Initial Real-World Experiences of Pulmonary Vein Isolation and Ablation of Non-Pulmonary Vein Sites Using a Novel Circular Array Pulsed Field Ablation Catheter.

作者信息

Yogarajah Joerg, Hutter Julie, Kahle Patrick, Beaujean Philipp, Tomic Marko, Hain Andreas, Sossalla Samuel, Kuniss Malte, Neumann Thomas

机构信息

Department of Cardiology, Kerckhoff Heart and Thorax Center, Campus Kerckhoff, Justus Liebig University Giessen, 61231 Bad Nauheim, Germany.

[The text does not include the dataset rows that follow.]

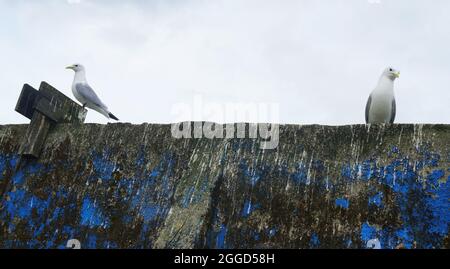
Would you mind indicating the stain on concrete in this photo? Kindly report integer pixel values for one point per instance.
(134, 186)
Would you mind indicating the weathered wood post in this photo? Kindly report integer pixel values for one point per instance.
(45, 108)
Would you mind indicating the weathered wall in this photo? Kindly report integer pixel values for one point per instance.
(128, 186)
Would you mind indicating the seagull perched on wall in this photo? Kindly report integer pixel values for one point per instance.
(380, 107)
(85, 94)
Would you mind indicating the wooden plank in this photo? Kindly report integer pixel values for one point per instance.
(28, 97)
(36, 135)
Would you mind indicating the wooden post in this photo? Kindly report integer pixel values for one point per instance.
(45, 108)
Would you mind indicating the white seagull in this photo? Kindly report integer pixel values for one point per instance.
(85, 94)
(380, 107)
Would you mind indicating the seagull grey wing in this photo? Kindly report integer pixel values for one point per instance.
(393, 111)
(369, 102)
(88, 93)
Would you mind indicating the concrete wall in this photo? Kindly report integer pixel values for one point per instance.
(134, 186)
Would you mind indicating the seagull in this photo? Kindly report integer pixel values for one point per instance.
(380, 107)
(85, 94)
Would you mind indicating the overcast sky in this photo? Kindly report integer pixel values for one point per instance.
(317, 59)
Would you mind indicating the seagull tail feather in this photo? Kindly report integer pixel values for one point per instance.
(112, 116)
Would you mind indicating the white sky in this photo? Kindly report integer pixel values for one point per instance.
(318, 59)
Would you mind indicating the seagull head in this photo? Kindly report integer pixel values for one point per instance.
(391, 73)
(76, 67)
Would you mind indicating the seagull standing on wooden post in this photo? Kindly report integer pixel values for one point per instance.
(85, 94)
(381, 107)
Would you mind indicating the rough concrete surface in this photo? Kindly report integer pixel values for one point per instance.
(134, 186)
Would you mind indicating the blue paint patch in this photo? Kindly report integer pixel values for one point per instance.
(272, 232)
(91, 241)
(342, 202)
(314, 242)
(249, 207)
(188, 196)
(376, 199)
(92, 216)
(18, 178)
(221, 236)
(368, 232)
(150, 212)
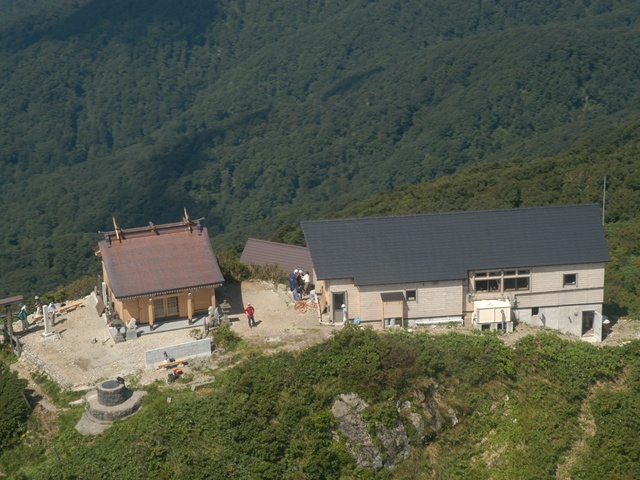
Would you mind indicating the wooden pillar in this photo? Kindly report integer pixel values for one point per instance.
(151, 313)
(14, 339)
(190, 306)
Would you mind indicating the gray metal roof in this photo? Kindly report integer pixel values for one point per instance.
(445, 246)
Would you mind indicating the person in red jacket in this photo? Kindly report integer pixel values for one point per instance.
(250, 311)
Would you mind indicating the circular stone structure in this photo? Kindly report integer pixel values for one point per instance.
(112, 400)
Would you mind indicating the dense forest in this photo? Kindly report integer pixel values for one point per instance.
(257, 114)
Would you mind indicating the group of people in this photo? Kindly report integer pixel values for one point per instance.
(299, 283)
(23, 314)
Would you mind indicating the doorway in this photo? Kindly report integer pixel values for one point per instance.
(338, 298)
(587, 322)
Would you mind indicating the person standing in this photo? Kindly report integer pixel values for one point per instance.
(22, 315)
(52, 312)
(249, 312)
(38, 305)
(306, 280)
(292, 279)
(299, 282)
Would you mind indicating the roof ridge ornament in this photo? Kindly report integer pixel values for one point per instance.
(118, 230)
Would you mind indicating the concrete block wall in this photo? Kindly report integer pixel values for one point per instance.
(198, 348)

Department of Cardiology, Medical Clinic I, Justus Liebig University Giessen, 35392 Giessen, Germany.

出版信息

J Clin Med. 2024 Nov 19;13(22):6961. doi: 10.3390/jcm13226961.

Abstract

Various pulsed field ablation (PFA) systems are currently being developed. Recently, a novel CE-approved circular array PFA catheter (PulseSelect™ PFA System, Medtronic, Minneapolis, MN, USA) was introduced. Data on this commercially available system are sparse. The aim was to elucidate real-world data assessing the feasibility, safety, and acute efficacy of pulmonary vein isolation (PVI) and ablation beyond PVI with this novel ablation system. Consecutive patients with paroxysmal and persistent atrial fibrillation (AF) undergoing first-time ablation with the circular PFA catheter were enrolled in this study. In patients with persistent AF and left atrial (LA) enlargement (LA area > 20 cm), additional left atrial roof ablation (LARA) was performed. Those with concomitant typical atrial flutter received adjunctive cavo-tricuspid isthmus (CTI) ablation. A total of 100 AF patients were included (29% female, 50% persistent AF). Of these, 33 patients (33%) underwent adjunctive LARA, 1 patient (1%) received posterior wall isolation, and 6 patients (6%) required additional CTI ablation. The skin-to-skin procedural time averaged 66.3 ± 13.8 min, while the fluoroscopy time and dose area product were 13.7 ± 4.7 min and 6.8 ± 4.9 Gycm, respectively. Acute PVI was achieved in 100% of pulmonary veins. A bidirectional conduction block of the LARA and CTI lines was confirmed in all patients, and no major adverse events were reported. These real-world data demonstrate the feasibility, safety, and acute efficacy of PVI and ablation beyond PVI using a novel circular array PFA catheter in patients with atrial fibrillation and flutter. The system can easily be integrated with standard PVI workflows. Further and larger studies are warranted to assess the clinical long-term effectiveness and safety of this PFA system.

摘要

目前正在研发各种脉冲场消融(PFA)系统。最近,一款新的获得CE认证的环形阵列PFA导管(PulseSelect™ PFA系统,美敦力公司,美国明尼阿波利斯,MN)被推出。关于这个商业可用系统的数据很少。目的是阐明评估使用这种新型消融系统进行肺静脉隔离(PVI)以及PVI以外消融的可行性、安全性和急性疗效的真实世界数据。本研究纳入了连续使用环形PFA导管进行首次消融的阵发性和持续性心房颤动(AF)患者。对于持续性AF和左心房(LA)扩大(LA面积>20 cm)的患者,进行额外的左心房顶部消融(LARA)。伴有典型心房扑动的患者接受辅助性三尖瓣峡部(CTI)消融。共纳入100例AF患者(女性占29%,持续性AF占50%)。其中,33例患者(33%)接受了辅助性LARA,1例患者(1%)接受了后壁隔离,6例患者(6%)需要额外的CTI消融。皮肤到皮肤的手术时间平均为66.3±13.8分钟,而透视时间和剂量面积乘积分别为13.7±4.7分钟和6.8±4.9 Gycm。100%的肺静脉实现了急性PVI。所有患者均证实LARA和CTI线双向传导阻滞,且未报告重大不良事件。这些真实世界数据证明了在心房颤动和扑动患者中使用新型环形阵列PFA导管进行PVI以及PVI以外消融的可行性、安全性和急性疗效。该系统可以很容易地与标准PVI工作流程整合。有必要进行进一步的大规模研究来评估这种PFA系统的临床长期有效性和安全性。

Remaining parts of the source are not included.